L'insolente Hongrie doit être punie

La Commission européenne va décider ce mercredi si elle bloque le fonds de cohésion pour la Hongrie. Depuis des années, le pays ne parvient pas à maintenir son déficit national à moins de trois pour cent du PIB. Le quotidien de centre-gauche Népszabadság explique pourquoi la Hongrie est actuellement à l'ordre du jour de Bruxelles : "Aucun autre pays membre n'a encore jamais été sanctionné de la sorte, même pas les Grecs, qui l'auraient pourtant mérité après avoir mené l'UE par le bout du nez pendant des années. … Aucune sanction ne menace pour l'instant les Polonais, les Belges et les Chypriotes alors qu'ils se trouvent dans la même situation que la Hongrie, que l'étau se resserre chez eux aussi.
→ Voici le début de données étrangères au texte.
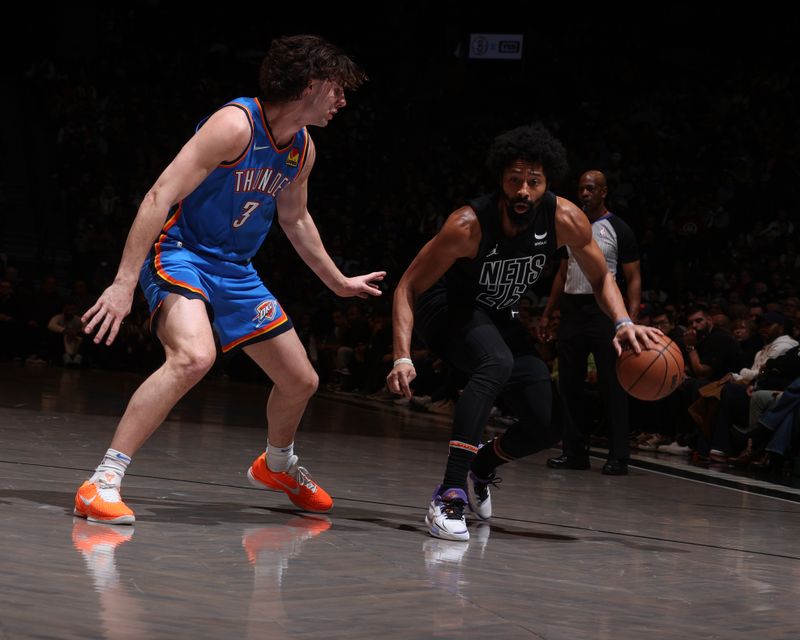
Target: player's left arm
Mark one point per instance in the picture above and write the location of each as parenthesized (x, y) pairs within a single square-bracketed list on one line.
[(573, 229), (296, 222)]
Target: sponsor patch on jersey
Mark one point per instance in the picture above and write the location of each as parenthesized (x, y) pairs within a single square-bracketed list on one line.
[(266, 312)]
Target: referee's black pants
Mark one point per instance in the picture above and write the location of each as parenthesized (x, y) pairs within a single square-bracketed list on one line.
[(586, 329)]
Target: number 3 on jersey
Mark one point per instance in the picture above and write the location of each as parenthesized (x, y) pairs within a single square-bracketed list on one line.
[(247, 210)]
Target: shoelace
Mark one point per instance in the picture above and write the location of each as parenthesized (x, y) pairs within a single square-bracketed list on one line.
[(482, 488), (453, 509), (301, 475), (108, 491)]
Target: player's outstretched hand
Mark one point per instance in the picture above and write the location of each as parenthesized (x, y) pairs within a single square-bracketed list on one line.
[(637, 336), (399, 378), (362, 286), (108, 312)]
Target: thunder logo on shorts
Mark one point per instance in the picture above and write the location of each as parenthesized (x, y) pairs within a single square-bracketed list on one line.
[(265, 312)]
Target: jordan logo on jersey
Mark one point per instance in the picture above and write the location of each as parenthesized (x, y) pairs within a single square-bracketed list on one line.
[(266, 312), (504, 281), (266, 180)]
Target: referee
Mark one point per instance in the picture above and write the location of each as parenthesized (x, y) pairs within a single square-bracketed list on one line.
[(586, 329)]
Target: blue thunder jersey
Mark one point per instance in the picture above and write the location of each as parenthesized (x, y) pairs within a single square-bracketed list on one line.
[(230, 213)]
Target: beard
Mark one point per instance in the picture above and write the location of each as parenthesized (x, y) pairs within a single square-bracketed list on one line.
[(517, 217)]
On les a plusieurs fois appelés à remettre de l'ordre dans leur budget et à contenir enfin leur déficit sous la barre des trois pour cent du PIB. Ils se battent depuis des années contre leur déficit et éprouvent un malin plaisir à se retrancher derrière l'héritage des gouvernements précédents. Mais ils sont moins insolents que la Hongrie et le maître ne leur tape pas sur les doigts." (21.02.2012)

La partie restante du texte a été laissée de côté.